Begeisterung für Medizin-Nobelpreis
Der Nobelpreis für Medizin ging 2021 zur Hälfte an Dr. David Julius, Professor am Lehrstuhl Physiologie an der University of California in San Francisco (UCSF). Der Wissenschaftler erhielt den Preis für seine Forschung an sogenannten TRP-Ionenkanälen. Die Auszeichnung rief (auch) bei einigen unserer Kollegen Begeisterung hervor. Fragen dazu an Dr. Dirk Sombroek, Unit Head, BioActives & Performance Biologicals bei BRAIN Biotech.
Dirk, warum hat dich diese Nobelpreis-Vergabe besonders gefreut?

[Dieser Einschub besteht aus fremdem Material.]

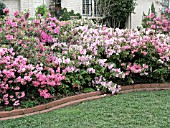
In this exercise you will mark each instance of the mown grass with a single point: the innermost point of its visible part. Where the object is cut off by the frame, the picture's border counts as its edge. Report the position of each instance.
(133, 110)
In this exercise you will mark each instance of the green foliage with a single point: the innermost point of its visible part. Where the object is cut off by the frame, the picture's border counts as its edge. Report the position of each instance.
(2, 6)
(115, 12)
(145, 20)
(29, 103)
(43, 10)
(67, 15)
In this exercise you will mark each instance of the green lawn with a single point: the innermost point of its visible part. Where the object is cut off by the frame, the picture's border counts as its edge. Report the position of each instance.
(133, 110)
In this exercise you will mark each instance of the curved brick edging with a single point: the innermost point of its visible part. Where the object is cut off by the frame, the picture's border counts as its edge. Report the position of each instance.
(4, 115)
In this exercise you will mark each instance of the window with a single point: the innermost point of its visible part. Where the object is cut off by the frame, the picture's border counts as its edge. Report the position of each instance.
(87, 7)
(165, 4)
(96, 11)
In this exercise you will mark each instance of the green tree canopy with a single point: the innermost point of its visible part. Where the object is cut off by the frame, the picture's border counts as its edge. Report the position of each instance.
(116, 12)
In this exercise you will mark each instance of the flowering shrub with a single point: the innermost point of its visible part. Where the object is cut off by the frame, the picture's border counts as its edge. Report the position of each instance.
(43, 57)
(19, 79)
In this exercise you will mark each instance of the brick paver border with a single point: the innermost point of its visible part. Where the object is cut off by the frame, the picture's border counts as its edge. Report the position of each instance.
(4, 115)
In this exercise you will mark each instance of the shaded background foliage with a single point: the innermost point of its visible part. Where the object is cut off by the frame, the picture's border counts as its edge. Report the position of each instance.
(115, 12)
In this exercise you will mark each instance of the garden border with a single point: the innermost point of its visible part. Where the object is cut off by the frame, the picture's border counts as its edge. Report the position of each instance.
(5, 115)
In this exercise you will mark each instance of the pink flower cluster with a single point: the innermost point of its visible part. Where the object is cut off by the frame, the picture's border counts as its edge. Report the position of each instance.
(16, 74)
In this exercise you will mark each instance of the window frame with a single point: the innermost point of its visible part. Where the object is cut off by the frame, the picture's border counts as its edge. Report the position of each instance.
(87, 5)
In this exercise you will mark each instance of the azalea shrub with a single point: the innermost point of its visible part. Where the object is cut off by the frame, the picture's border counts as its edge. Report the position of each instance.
(41, 58)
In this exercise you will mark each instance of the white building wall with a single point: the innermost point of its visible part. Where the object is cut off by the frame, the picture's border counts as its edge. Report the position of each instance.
(75, 5)
(142, 6)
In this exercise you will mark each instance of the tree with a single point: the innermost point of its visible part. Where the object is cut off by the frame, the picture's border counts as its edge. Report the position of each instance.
(2, 6)
(115, 12)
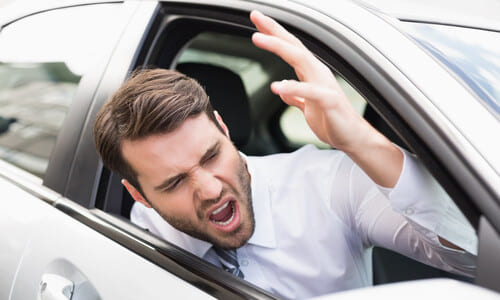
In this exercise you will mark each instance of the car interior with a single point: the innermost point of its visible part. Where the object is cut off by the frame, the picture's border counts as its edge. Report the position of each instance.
(236, 76)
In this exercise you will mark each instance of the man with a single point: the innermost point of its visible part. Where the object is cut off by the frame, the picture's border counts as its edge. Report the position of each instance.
(302, 224)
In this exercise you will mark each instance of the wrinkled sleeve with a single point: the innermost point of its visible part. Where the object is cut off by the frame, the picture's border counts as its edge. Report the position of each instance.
(410, 217)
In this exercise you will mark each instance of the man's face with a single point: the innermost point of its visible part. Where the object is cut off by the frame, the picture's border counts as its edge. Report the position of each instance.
(196, 180)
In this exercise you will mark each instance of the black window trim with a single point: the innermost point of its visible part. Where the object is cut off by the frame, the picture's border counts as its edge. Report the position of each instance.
(114, 227)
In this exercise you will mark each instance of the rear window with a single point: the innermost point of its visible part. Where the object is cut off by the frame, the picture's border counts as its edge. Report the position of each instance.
(472, 55)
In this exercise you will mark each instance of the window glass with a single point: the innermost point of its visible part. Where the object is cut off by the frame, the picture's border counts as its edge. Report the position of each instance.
(294, 125)
(471, 54)
(42, 59)
(229, 55)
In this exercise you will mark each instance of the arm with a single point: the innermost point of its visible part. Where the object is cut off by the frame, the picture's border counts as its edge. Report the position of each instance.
(326, 108)
(406, 219)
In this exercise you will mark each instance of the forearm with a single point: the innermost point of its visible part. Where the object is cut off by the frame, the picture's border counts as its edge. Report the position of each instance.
(380, 159)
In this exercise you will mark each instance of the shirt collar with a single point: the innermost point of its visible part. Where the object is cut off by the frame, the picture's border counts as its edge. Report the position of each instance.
(263, 235)
(264, 226)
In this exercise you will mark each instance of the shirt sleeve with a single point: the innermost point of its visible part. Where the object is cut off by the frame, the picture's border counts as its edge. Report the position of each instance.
(410, 217)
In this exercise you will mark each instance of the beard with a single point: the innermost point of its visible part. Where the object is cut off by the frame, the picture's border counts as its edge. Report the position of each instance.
(234, 239)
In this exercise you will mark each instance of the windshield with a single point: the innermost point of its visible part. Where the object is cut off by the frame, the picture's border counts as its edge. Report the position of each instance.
(473, 55)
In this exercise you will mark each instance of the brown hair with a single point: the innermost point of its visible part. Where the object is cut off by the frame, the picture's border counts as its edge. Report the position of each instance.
(150, 102)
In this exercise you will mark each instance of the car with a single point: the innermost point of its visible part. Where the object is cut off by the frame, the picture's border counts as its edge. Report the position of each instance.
(426, 75)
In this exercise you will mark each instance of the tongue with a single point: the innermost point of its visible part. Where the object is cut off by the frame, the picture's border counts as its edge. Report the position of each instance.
(223, 215)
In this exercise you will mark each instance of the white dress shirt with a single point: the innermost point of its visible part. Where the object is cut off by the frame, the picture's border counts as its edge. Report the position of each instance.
(318, 215)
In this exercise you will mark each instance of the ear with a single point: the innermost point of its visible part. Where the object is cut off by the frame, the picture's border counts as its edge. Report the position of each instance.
(221, 123)
(135, 193)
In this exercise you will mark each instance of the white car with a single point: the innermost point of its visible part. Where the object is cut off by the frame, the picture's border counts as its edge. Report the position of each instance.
(427, 75)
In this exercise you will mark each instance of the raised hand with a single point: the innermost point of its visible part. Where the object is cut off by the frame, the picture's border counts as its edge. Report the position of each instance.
(326, 108)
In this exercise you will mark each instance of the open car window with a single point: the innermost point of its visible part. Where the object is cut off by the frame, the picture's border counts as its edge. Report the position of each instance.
(274, 127)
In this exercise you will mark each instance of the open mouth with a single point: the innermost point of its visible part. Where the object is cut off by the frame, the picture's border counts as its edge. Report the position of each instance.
(223, 215)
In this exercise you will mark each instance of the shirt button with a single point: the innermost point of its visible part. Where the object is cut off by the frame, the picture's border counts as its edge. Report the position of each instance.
(409, 211)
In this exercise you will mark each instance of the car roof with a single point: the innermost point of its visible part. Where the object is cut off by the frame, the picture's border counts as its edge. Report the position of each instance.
(481, 14)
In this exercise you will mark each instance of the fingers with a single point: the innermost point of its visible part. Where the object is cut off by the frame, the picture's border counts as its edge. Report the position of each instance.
(294, 56)
(268, 26)
(276, 39)
(297, 93)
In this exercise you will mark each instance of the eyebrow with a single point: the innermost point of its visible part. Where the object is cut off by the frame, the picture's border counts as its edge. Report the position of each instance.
(170, 181)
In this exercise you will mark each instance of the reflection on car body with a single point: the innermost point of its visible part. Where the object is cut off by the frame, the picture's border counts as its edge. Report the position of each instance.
(65, 214)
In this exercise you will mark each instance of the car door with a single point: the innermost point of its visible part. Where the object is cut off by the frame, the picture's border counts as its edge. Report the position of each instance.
(177, 30)
(51, 63)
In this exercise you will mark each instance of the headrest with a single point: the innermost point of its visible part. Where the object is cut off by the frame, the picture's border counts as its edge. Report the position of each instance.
(227, 96)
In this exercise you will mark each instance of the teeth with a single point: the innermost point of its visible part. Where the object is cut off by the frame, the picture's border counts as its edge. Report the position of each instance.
(230, 219)
(218, 210)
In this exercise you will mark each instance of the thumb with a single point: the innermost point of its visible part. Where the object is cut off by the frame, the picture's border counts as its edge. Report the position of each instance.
(277, 88)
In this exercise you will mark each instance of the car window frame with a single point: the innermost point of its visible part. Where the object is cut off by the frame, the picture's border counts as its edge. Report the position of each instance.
(370, 92)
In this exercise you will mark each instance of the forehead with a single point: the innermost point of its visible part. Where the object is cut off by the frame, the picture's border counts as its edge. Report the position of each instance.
(159, 156)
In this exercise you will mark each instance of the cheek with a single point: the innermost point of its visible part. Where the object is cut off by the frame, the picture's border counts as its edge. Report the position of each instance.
(178, 205)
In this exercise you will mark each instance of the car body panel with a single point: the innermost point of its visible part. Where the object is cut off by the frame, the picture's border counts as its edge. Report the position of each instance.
(37, 228)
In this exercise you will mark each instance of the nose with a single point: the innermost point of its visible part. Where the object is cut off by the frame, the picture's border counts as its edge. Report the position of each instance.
(207, 185)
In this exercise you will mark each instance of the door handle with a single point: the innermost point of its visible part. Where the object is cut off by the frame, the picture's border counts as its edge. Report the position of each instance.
(55, 287)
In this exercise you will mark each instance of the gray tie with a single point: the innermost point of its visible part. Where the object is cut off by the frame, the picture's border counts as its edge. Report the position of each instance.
(229, 261)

Dirk Sombroek: Zunächst einmal möchte ich beiden Preisträgern – David Julius und Ardem Patapoutian – zu ihren großartigen Forschungsarbeiten und der verdienten Auszeichnung mit dem Nobelpreis gratulieren. Beide haben eindrucksvoll gezeigt, wie relevant die Forschung auf dem Gebiet der Ionenkanäle ist. Ganz besonders hat mich die Ehrung von David Julius gefreut, weil wir bei BRAIN die gewürdigten Rezeptoren, die „Transient Receptor Potential“ oder kurz TRP-Ionenkanäle, seit über zehn Jahren erfolgreich in unserer angewandten Forschung nutzen: Die Messung der Modulation von TRP-Ionenkanälen bildet die Basis für viele unserer zellbasierten Assays! An diesen testen wir für unsere Kunden in der Industrie in Screening-Kampagnen große Substanzbibliotheken – beispielsweise Naturstoffe unserer Tochterfirma AnalytiCon Discovery.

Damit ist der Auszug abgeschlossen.